Tak banyak narasi tentang Mesir yang saya tahu hingga bersua dengan sahabat-sahabat karib Murtafie Harris dan Eid Salah. Cak Harris, demikian panggilan akrab Murtafie, adalah dosen UIN Sunan Ampel, jebolan Universitas Al-Azhar Kairo Mesir. Kami satu angkatan studi di ICRS Yogyakarta dan teman diskusi yang asyik. Melaluinya banyak narasi tentang Islam dan Gerakan Islam di Mesir, termasuk pengalaman mahasiswa-mahasiswa Indonesia yang belajar di sana, yang saya dengar.
Sementara Eid Salah adalah seorang pendeta Mesir Kristen. Kami bertemu dalam program International Summer School on Religion and Public Life tahun 2012, suatu program belajar bersama lintas ilmu, lintas agama dan kebudayaan serta lintas negara kerjasama UGM dan Boston University, di Yogyakarta dan Bali. Di situ saya berkenalan dan bersahabat hingga kini. Darinya saya mendapat banyak informasi mengenai Kekristenan di Mesir, melengkapi narasi tentang Islam Mesir dari Cak Harris.
Mesir punya sejarah peradaban agama-agama yang panjang. Dalam rentang historis tersebut masyarakatnya bergulat dinamis dengan realitas sosial-politik, ekonomi dan keagamaan yang kompleks. Semua faktor itu pada gilirannya membentuk karakter sosial yang khas dan cenderung keras. Tidak mudah memahami orang Mesir, demikian pernyataan kedua sahabat tadi. Fakta itu tampak jelas pada seorang "senior" angkatan di ICRS dari Mesir.
Narasi kekerasan, dengan dalih apapun, tampaknya terekam kuat dalam sejarah dan realitas Mesir, sebagaimana tercatat dalam teks-teks Hebrew Bible (Old Testament). Kontur psikologi budaya dan relasi agama-agama turut memainkan peran signifikan dalam konstruk kesadaran dan praksis hidup keseharian orang Mesir. Pada sisi lain, Mesir memperlihatkan pula kekuatannya dalam membangun tradisi dan peradaban yang mumpuni dalam pengetahuan.

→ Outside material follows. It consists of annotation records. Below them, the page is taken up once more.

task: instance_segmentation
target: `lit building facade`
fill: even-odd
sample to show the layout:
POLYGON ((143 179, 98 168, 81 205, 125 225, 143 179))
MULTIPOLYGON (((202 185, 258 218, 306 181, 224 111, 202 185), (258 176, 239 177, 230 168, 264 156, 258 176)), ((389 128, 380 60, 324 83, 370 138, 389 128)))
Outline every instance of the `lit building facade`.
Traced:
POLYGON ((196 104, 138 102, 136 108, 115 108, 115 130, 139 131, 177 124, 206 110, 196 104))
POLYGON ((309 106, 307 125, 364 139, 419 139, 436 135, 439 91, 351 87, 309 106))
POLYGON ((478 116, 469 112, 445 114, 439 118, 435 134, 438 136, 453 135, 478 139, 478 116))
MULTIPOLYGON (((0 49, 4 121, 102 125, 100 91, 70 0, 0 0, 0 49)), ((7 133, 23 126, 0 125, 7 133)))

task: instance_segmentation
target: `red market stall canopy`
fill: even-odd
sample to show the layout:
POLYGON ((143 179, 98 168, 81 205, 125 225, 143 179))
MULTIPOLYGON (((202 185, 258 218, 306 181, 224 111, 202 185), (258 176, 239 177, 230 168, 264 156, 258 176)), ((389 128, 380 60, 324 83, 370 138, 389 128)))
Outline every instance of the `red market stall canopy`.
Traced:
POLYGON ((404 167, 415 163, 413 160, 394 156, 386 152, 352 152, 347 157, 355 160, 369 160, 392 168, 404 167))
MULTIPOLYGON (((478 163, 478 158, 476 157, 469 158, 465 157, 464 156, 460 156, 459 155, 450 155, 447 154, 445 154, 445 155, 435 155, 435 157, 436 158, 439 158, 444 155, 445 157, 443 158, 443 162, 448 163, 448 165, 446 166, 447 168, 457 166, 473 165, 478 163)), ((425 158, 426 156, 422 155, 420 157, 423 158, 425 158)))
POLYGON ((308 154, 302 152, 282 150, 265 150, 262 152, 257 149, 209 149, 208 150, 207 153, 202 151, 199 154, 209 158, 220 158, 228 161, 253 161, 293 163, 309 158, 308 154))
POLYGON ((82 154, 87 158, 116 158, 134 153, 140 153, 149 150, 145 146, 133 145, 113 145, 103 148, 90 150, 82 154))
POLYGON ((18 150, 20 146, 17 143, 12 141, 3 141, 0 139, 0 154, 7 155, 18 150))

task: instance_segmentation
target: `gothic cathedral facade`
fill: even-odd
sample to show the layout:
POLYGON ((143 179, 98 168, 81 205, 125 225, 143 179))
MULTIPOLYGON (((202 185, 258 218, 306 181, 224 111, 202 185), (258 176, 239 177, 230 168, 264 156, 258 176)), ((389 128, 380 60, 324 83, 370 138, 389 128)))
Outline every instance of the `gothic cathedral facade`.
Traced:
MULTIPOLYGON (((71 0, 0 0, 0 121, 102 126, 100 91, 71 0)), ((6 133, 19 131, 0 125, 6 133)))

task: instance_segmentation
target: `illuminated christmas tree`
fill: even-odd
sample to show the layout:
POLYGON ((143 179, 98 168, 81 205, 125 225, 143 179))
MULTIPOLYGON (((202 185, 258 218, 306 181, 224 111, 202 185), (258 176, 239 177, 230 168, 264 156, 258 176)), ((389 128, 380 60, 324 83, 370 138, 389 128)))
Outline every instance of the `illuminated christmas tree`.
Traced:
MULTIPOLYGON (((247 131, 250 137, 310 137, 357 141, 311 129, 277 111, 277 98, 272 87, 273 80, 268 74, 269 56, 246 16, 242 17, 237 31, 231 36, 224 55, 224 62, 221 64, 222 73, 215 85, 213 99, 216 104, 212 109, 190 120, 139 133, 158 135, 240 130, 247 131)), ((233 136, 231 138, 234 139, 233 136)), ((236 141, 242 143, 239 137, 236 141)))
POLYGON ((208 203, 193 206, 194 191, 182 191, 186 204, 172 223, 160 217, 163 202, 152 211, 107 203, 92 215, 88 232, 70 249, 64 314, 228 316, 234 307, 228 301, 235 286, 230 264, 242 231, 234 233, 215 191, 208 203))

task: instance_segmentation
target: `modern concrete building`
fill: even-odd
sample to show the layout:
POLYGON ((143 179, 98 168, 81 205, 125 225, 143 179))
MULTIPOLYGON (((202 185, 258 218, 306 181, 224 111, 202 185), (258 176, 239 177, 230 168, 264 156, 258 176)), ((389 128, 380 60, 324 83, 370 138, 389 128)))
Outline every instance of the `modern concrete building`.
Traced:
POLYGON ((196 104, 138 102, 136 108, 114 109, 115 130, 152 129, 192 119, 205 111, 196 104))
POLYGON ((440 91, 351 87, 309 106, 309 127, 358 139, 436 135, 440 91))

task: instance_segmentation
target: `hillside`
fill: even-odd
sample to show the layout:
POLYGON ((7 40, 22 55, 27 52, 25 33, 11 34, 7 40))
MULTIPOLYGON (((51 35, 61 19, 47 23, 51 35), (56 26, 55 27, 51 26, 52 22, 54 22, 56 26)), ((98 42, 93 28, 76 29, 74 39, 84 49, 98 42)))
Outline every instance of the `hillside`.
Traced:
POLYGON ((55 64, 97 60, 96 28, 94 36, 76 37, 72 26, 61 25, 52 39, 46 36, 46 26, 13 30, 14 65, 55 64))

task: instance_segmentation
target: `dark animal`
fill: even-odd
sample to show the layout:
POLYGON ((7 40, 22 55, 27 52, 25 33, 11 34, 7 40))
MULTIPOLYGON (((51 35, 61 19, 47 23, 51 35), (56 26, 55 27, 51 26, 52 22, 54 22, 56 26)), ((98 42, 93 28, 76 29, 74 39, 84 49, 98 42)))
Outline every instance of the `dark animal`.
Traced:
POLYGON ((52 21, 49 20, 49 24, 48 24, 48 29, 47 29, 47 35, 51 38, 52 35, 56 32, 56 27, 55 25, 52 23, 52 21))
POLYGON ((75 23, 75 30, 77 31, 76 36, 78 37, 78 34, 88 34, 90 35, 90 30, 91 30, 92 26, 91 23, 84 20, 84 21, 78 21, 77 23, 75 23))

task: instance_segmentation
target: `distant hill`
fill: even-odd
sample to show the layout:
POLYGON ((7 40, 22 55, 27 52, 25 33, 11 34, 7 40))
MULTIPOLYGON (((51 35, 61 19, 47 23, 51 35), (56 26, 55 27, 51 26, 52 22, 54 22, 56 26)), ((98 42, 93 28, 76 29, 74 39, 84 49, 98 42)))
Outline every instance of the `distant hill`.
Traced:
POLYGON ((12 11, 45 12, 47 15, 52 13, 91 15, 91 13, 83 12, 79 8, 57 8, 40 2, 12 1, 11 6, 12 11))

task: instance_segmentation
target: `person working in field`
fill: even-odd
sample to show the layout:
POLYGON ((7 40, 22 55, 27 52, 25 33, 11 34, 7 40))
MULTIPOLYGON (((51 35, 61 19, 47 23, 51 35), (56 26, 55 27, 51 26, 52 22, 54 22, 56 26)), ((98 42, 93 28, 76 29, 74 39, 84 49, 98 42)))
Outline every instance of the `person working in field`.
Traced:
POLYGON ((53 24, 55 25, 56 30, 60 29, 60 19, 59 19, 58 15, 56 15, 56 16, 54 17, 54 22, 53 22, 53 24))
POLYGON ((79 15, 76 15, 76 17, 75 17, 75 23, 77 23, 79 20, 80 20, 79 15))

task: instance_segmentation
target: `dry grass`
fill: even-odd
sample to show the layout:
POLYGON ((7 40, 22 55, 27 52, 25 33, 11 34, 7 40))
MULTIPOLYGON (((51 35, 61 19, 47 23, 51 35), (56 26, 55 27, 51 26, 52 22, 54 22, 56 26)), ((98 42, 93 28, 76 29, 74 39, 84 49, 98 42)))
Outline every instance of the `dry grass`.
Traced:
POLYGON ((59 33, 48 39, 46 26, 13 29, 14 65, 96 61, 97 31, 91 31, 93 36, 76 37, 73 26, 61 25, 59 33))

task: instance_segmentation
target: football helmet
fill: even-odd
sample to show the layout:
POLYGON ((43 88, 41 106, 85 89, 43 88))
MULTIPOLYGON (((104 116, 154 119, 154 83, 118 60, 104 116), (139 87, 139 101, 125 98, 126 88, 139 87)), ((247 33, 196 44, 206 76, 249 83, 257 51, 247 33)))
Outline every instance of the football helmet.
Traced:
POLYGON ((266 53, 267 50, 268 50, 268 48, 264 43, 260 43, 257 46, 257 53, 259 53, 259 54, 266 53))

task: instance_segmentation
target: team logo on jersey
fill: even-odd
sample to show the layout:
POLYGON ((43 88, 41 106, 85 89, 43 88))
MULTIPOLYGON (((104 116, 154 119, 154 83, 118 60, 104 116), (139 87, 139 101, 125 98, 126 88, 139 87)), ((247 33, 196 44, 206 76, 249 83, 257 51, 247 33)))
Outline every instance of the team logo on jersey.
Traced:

Serangkaian aksi kekerasan agama beberapa waktu belakangan tentu saja mesti dilihat dalam konstelasi sosial-politik baik internal maupun eksternal, terutama di kawasan Timur Tengah. Aksi serangan bom yang disasar kepada dua gereja Kristen Koptik pada bulan April lalu, dan berlanjut dengan serangan bom Masjid Al-Rawdah di Sinai yang menewaskan 235 orang itu memperlihatkan bahwa ancaman sesungguhnya ada pada konstruk kesadaran sosioreligius yang serba absolut. Oleh karenanya bahasa keagamaan yang dialogis dan humanis tidak mampu meredam belitan tiga simpul: kuasa-agama-senjata. Dengan semua yang serba absolut, "identitas" yang sama tak cukup kuat mengikat solidaritas. Pembenaran atau justifikasi yang serba mutlak itu pun menjadi dalil teologis untuk melumat habis kekayaan kultural yang membesarkan peradabannya.
Di Indonesia, kita berprihatin atas makin beringasnya kuasa-agama menggilas modal-modal humanisme hanya demi justifikasi utopia teologis. Bahkan belakangan kita disuguhi tontonan vulgar bahwa kuasa-agama tidak selalu butuh senjata tetapi kata. Maka kita kini sementara mengunyah kata-demi-kata yang ampuh bak senjata yang menewaskan nalar kemanusiaan dan gelisah etika yang sebenarnya berfungsi menyambung matarantai nurani lintas-batas identitas.
Akankah kita juga takluk oleh senjata permainan kata-kata yang melipat nalar waras menjadi narasi-narasi kebohongan? Lantas, merasa bahwa kitalah pemegang kemutlakan paripurna untuk menentukan hidup-mati liyan. Narasi pilu Mesir yang didera kepongahan kuasa-agama-senjata banyak memberi pelajaran bagi kita orang Indonesia. Termasuk pelajaran bahwa modal humanisme pada hakikatnya tak pernah sepenuhnya pudar, seperti dentang lonceng yang menandai dukacita sekaligus membunyikan harapan bahwa kemanusiaan tak layak diluluhkan hanya demi sepetak surga.